Alors, le juriste est conduit à penser que les questions posées dépassent un droit axé sur la personne humaine envisagée individuellement et que cet anthropomorphisme doit s’effacer devant une compréhension élargie à l’échelle de l’humanité perçue comme le sujet de droit par excellence. Pourtant, c’est toujours de la personne
humaine qu’il s’agit, même en termes de devenir de l’espèce, fût-ce en un temps où l’aventure spatiale porte à nouveau à s’interroger sur l’existence d’autres espèces humaines (?) que la nôtre dans les galaxies.

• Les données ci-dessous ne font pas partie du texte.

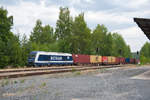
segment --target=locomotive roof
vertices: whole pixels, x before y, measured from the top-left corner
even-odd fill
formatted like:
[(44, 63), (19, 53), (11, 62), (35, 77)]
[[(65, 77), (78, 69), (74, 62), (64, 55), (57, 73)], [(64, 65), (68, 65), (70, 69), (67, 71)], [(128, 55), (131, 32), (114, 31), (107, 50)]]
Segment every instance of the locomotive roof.
[(46, 51), (32, 51), (31, 53), (54, 54), (54, 55), (72, 55), (70, 53), (46, 52)]

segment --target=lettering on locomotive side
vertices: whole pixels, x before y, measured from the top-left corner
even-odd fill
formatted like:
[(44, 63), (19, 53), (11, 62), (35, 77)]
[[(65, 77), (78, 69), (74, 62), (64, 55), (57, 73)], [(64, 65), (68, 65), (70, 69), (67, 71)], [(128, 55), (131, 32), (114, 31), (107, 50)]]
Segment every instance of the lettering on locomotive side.
[(62, 60), (62, 57), (51, 56), (51, 60)]

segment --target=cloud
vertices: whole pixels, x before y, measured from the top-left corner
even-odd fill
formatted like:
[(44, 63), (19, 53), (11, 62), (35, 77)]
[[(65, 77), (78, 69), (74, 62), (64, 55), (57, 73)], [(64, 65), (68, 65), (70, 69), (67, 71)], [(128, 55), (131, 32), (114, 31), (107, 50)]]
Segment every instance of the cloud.
[(126, 43), (130, 45), (132, 52), (139, 51), (143, 44), (149, 41), (138, 26), (114, 30), (113, 32), (117, 32), (123, 36)]
[(59, 7), (55, 5), (45, 7), (44, 3), (41, 0), (40, 4), (20, 2), (18, 6), (4, 6), (9, 15), (14, 17), (13, 31), (26, 33), (29, 36), (37, 19), (42, 20), (43, 24), (50, 24), (54, 27), (58, 19)]
[[(150, 17), (149, 0), (1, 0), (9, 15), (14, 17), (12, 31), (30, 35), (37, 19), (55, 27), (59, 7), (67, 6), (71, 16), (85, 12), (85, 20), (92, 29), (104, 24), (109, 31), (119, 32), (131, 46), (139, 50), (148, 41), (146, 36), (133, 22), (133, 17)], [(138, 40), (137, 40), (138, 39)]]

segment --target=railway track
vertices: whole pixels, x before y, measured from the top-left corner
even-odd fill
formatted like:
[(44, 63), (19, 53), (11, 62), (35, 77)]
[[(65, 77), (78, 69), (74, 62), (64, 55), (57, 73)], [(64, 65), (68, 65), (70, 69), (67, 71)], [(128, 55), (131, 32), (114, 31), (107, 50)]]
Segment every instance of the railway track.
[(63, 67), (40, 67), (40, 68), (22, 68), (0, 70), (0, 79), (17, 78), (32, 75), (64, 73), (82, 70), (93, 70), (102, 68), (121, 67), (121, 65), (109, 66), (63, 66)]

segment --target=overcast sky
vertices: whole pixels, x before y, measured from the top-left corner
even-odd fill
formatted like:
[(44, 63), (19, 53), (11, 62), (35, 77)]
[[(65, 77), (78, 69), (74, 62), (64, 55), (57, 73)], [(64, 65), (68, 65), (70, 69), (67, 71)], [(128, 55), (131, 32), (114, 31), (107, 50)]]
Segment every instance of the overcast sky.
[(149, 41), (133, 18), (150, 18), (150, 0), (0, 0), (0, 6), (13, 15), (15, 33), (29, 36), (37, 19), (55, 27), (62, 6), (69, 7), (73, 17), (84, 12), (91, 29), (104, 24), (110, 32), (118, 32), (132, 52)]

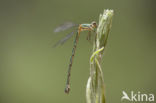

L’élargissement de l’angle de vision conduit aussi, dans le temps (infra, n°436), à considérer les générations futures (protection de l’environnement, du patrimoine culturel, etc.).
Traitement juridique des personnes morales
Personnalité et capacité
Le groupement est considéré comme ayant une personnalité juridique distincte de celle des divers membres qui le composent.
A la différence des personnes physiques pour lesquelles la capacité de jouissance est la règle, les groupements n’ont pas tous la même capacité. Les sociétés ont une personnalité et une capacité complètes du point de vue patrimonial. Il en est de même des syndicats et des groupements d’intérêt économique. Quant aux associations, il faut distinguer. Les associations simplement déclarées n’ont qu’une capacité juridique restreinte : elles peuvent agir en justice, recevoir des dons manuels ainsi que des dons des établissements d’utilité publique, acquérir à titre onéreux, posséder et administrer les cotisations de leurs membres, les locaux destinés à leur administration et les immeubles strictement nécessaires à leur but (L. 1er juil. 1901, art. 6). Les associations qui ont obtenu la reconnaissance d’utilité publique ont une capacité étendue; toutefois, elles ne peuvent acquérir d’autres immeubles que ceux nécessaires au but qu’elles se proposent (L. 1er juil. 1901, art. 11). Quant aux fondations, elles ne jouissent de la capacité juridique qu’à compter de l’entrée en vigueur du décret leur accordant la reconnaissance d’utilité publique (L. 23 juil. 1987, art. 18).
L’aptitude des personnes morales à jouir de certains droits est limitée par le principe de la spécialité des personnes morales. Alors qu’une personne physique dirige son activité juridique à son gré, sous réserve des règles relatives à l’exercice des professions, une personne morale est créée pour l’exercice d’une activité déterminée, la personnalité lui étant reconnue par rapport à un but particulier : elle doit se spécialiser dans son activité juridique; elle ne doit accomplir que les actes juridiques correspondant à son objet. Ainsi une personne morale publique ne peut recevoir des libéralités lui imposant des charges ne relevant pas de son objet. Une société ou une association doivent limiter leur activité à l’objet indiqué dans les statuts. Elles peuvent, il est vrai, à certaines conditions, définir cet objet de manière fort large ou le modifier.
Identification des personnes morales
Les personnes morales doivent pouvoir être identifiées. Aussi ont-elles presque toujours une désignation, tout comme les personnes physiques ont un nom. Ainsi les associations ont-elles un titre, les sociétés une dénomination sociale. Le nom de la personne morale est cependant très différent de celui de la personne physique; il n’exprime pas un rapport de famille. C’est pourquoi la personne morale peut, en principe, le choisir librement, à condition d’éviter des confusions préjudiciables; elle peut aussi le modifier facilement, sous réserve, le cas échéant, d’exigences de publicité.
Il est indispensable de situer les intérêts d’une personne morale en un lieu déterminé, qui joue pour elle le rôle d’un domicile. Pour les personnes morales de droit privé, ce lieu sera en principe celui du siège social. Ce siège n’est jamais qu’un domicile « d’élection », en ce qu’il est déterminé par les statuts. Mais il doit correspondre, comme le domicile des personnes physiques, au lieu du principal établissement, celui-ci n’étant pas nécessairement le lieu de l’exploitation, mais plutôt le centre de l’activité juridique, financière et administrative de la personne morale.